Continuing through May 30, 2015
It is no surprise that an artist would exploit the all-seeing capabilities of Google Maps, that vast downloadable catalogue of satellite imagery spanning every terrain on Earth. Los Angeles-based Daniel Leivick zeroes in on arid landscapes, collecting and seamlessly collaging the peculiar views that the desert elicits from on high. The collages then become large-scale archival prints that suggest otherworldly places and concepts. In fact, they can be a bit disorienting: a bombing range resembles the crosshairs of a rifle; an oil field looks like pie charts and circuit boards; and the white expanse of a salt flat seems like nothing special until Leivick adds a patchwork of “roads” and swirls, along with delicate lines to suggest a starburst.
The series is titled “Heliopolis,” meaning “sun city,” which denotes the place where the mythical phoenix died and was reborn. Many of the works have particular resonance in the Southwest, where the human intersection with the desert is often controversial.
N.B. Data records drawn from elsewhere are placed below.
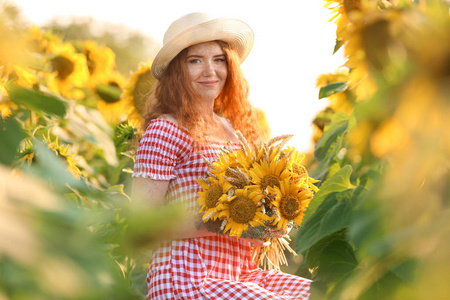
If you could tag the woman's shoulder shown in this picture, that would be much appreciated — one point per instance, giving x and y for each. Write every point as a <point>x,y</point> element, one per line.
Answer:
<point>167,127</point>
<point>165,121</point>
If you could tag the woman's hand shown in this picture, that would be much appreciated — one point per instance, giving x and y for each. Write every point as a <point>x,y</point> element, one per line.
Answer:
<point>258,242</point>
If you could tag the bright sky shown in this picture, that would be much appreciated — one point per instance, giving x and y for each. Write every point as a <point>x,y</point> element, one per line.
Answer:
<point>293,45</point>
That comes to the fore in “Encroachment Small #3,” where a dense housing development forms a perfect quadrant in an otherwise barren landscape. “Markings #2” is a complex piece using the faint image of what seems like the mysterious Nazca Lines of Peru, along with an aerial view of trees dotting a landscape. The God’s-eye view in these pieces and others provokes thought not only about destruction and rebirth, but also the tension between the easily recognizable and the inscrutable.